I suppose that the numbers used in the QEMU/KVM ioctl calls are 
the same than the ones used by the guest OS in the RTAS calls,
set-xive and get-xive, and in the hcalls, H_IPI and H_IPOLL. 
cpu->vcpu_id under QEMU ? 

The xive part looks sane but I think it would look even better 
if we could get rid of the 'xive->vp_base + NUMBER' beforehand. 
These calculations are shortcuts between CPU number spaces.
To fix that, we could add a 'act_vp_id' field under 
kvmppc_xive_irq_state which would be assigned to the 'vp_id' 
of the selected target.
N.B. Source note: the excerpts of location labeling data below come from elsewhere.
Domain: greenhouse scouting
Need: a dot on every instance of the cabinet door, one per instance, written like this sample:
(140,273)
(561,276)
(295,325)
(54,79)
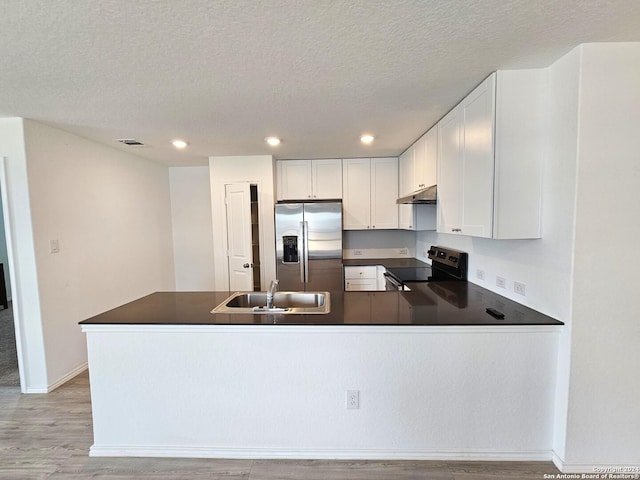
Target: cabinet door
(428,173)
(356,176)
(384,193)
(450,172)
(405,187)
(406,172)
(478,160)
(327,178)
(295,180)
(419,164)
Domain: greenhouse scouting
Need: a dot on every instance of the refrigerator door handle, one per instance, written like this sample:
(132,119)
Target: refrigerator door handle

And so, xive_select_target() needs some 
changes.

C.

> +static u32 xive_vp(struct kvmppc_xive *xive, u32 server)
> +{
> +	return xive->vp_base + kvmppc_pack_vcpu_id(xive->kvm, server);
> +}
> +
>  static u8 xive_lock_and_mask(struct kvmppc_xive *xive,
>  			     struct kvmppc_xive_src_block *sb,
>  			     struct kvmppc_xive_irq_state *state)
> @@ -362,7 +367,7 @@ static u8 xive_lock_and_mask(struct kvmppc_xive *xive,
>  	 */
>  	if (xd->flags & OPAL_XIVE_IRQ_MASK_VIA_FW) {
>  		xive_native_configure_irq(hw_num,
> -					  xive->vp_base + state->act_server,
> +					  xive_vp(xive, state->act_server),
>  					  MASKED, state->number);
>  		/* set old_p so we can track if an H_EOI was done */
>  		state->old_p = true;
> @@ -418,7 +423,7 @@ static void xive_finish_unmask(struct kvmppc_xive *xive,
>  	 */
>  	if (xd->flags & OPAL_XIVE_IRQ_MASK_VIA_FW) {
>  		xive_native_configure_irq(hw_num,
> -					  xive->vp_base + state->act_server,
> +					  xive_vp(xive, state->act_server),
>  					  state->act_priority, state->number);
>  		/* If an EOI is needed, do it here */
>  		if (!state->old_p)
> @@ -495,7 +500,7 @@ static int xive_target_interrupt(struct kvm *kvm,
>  	kvmppc_xive_select_irq(state, &hw_num, NULL);
>  
>  	return xive_native_configure_irq(hw_num,
> -					 xive->vp_base + server,
> +					 xive_vp(xive, server),
>  					 prio, state->number);
>  }
>  
> @@ -883,7 +888,7 @@ int kvmppc_xive_set_mapped(struct kvm *kvm, unsigned long guest_irq,
>  	 * which is fine for a never started interrupt.
>  	 */
>  	xive_native_configure_irq(hw_irq,
> -				  xive->vp_base + state->act_server,
> +				  xive_vp(xive, state->act_server),
>  				  state->act_priority, state->number);
>  
>  	/*
> @@ -959,7 +964,7 @@ int kvmppc_xive_clr_mapped(struct kvm *kvm, unsigned long guest_irq,
>  
>  	/* Reconfigure the IPI */
>  	xive_native_configure_irq(state->ipi_number,
> -				  xive->vp_base + state->act_server,
> +				  xive_vp(xive, state->act_server),
>  				  state->act_priority, state->number);
>  
>  	/*
> @@ -1084,7 +1089,7 @@ int kvmppc_xive_connect_vcpu(struct kvm_device *dev,
>  		pr_devel("Duplicate !\n");
>  		return -EEXIST;
>  	}
> -	if (cpu >= KVM_MAX_VCPUS) {
> +	if (cpu >= KVM_MAX_VCPU_ID) {
>  		pr_devel("Out of bounds !\n");
>  		return -EINVAL;
>  	}
> @@ -1098,7 +1103,7 @@ int kvmppc_xive_connect_vcpu(struct kvm_device *dev,
>  	xc->xive = xive;
>  	xc->vcpu = vcpu;
>  	xc->server_num = cpu;
> -	xc->vp_id = xive->vp_base + cpu;
> +	xc->vp_id = xive_vp(xive, cpu);
>  	xc->mfrr = 0xff;
>  	xc->valid = true;
>  
>